Kleiner Perkins may have walked away with a victory in the Ellen Pao trial, but there’s a bigger issue lingering over the firm, according to a number of investors we spoke with.
What happens when the firm’s best-known partner, John Doerr, retires?
It’s worth noting that the VC industry is fiercely competitive, and it’s easy for investors to badmouth each other anonymously.
But all the people we talked to pointed to the same problem: Kleiner has so far not found a clear leader to succeed Doerr, the 63-year old who’s been heading the firm for decades.
First, the trial definitely did some damage to the firm’s reputation, painting a picture of an old, bureaucratic boys’ club.
“It’s going to be the unfortunate adjective that describes the firm for years. Every smart person in the Valley’s thinking: why didn’t they just pay the money and settle it [out of court]?” one VC told us.
This VC described the situation as “cognitive dissonance around how young people are different, how they have different values, morals, and expectations.” He added, “I’m not sure you overcome that in any way other than completely gutting and rebuilding the partnership with younger, more connected people to the ground.”
When a group of female tech workers are taking out a full page ad to thank Ellen Pao, it’s easy to imagine some entrepreneurs shunning Kleiner for the sake of taking a “principled stand.”
“It’s just a question of will people look past John and the firm. He’s 62, 63, how long can you be in the game? I don’t know.”
Another VC argued the Pao trial won’t have any material effect on the firm for now, but shared the same concern about what happens in a few years.
“Pretty much everyone in the Valley would love to work with John Doerr and Mary Meeker,” this VC said. Meeker is a former stock analyst who joined Kleiner in 2010, and is best known for her annual Internet Trends report.
“John’s image is tarnished because he’s the boss, and it makes it harder to connect with young founders. But the relationships Doerr and Meeker made go back decades and they’re not going to be impacted,” this VC argued. “As long as Doerr stays at Kleiner, it will be successful. The real question is, can it survive after John Doerr leaves?”
A third VC agrees: “Who takes over the firm when Doerr retires, I think that’s the big question. That question’s been going on forever, and now it’s even harder.”
To be fair, Kleiner hasn’t had much difficulty finding deals recently. Just last week it participated in three deals — Ayasdi, DoorDash, and Spruce Health — whose funding rounds totaled more than $US100 million, according to Crunchbase.
In the last year, it’s also made some late-stage investments, like Slack, Uber, and Snapchat, whose valuations have gone up significantly since then. Last year’s biggest US IPO, Lending Club, was a Kleiner portfolio company too.

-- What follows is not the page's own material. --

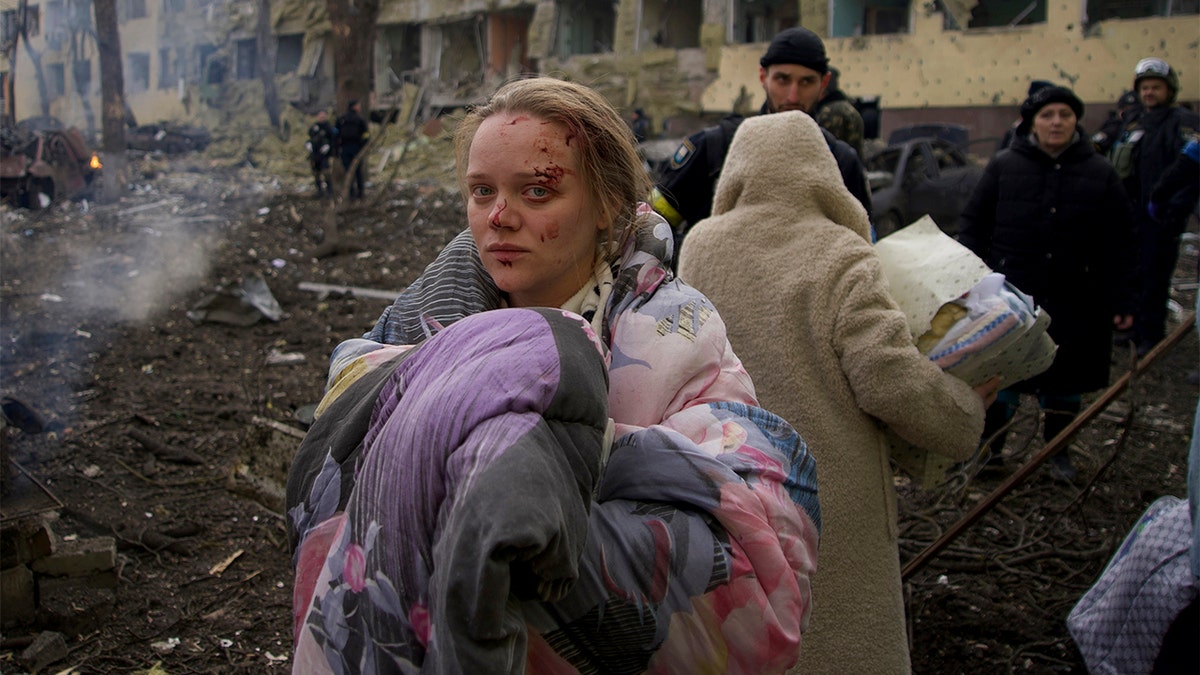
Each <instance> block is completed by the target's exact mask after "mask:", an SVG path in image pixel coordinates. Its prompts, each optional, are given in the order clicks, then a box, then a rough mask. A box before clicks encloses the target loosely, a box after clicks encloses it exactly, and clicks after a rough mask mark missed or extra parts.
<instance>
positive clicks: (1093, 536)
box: [0, 155, 1198, 674]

But it’s worth noting that Doerr helped lead Slack’s $US120 million round in October, and was behind the Uber deal as well. Meeker was credited with the Lending Club investment
For its part, Kleiner is aware of the perception and is working to bring in some younger blood.
Ted Schlein is often assumed to be the next leader of the firm, and he’s only 52 — years away from retirement.
Mike Abbott, the 42-year old partner who joined the firm three years ago, told Reuters that the company’s searching for new leaders and will be adding new names within the next two years. It’s also part of the reason why Kleiner tried to merge with Social+Capital, one of the fastest growing VC firms in the Valley founded by ex-Facebook exec Chamath Palihapitiya, in January.
Still, when one firm’s image is so dependent on a single revered leader, it’s reasonable to ask what happens when that leader is no longer in the picture.
Kleiner Perkins declined to comment on this story.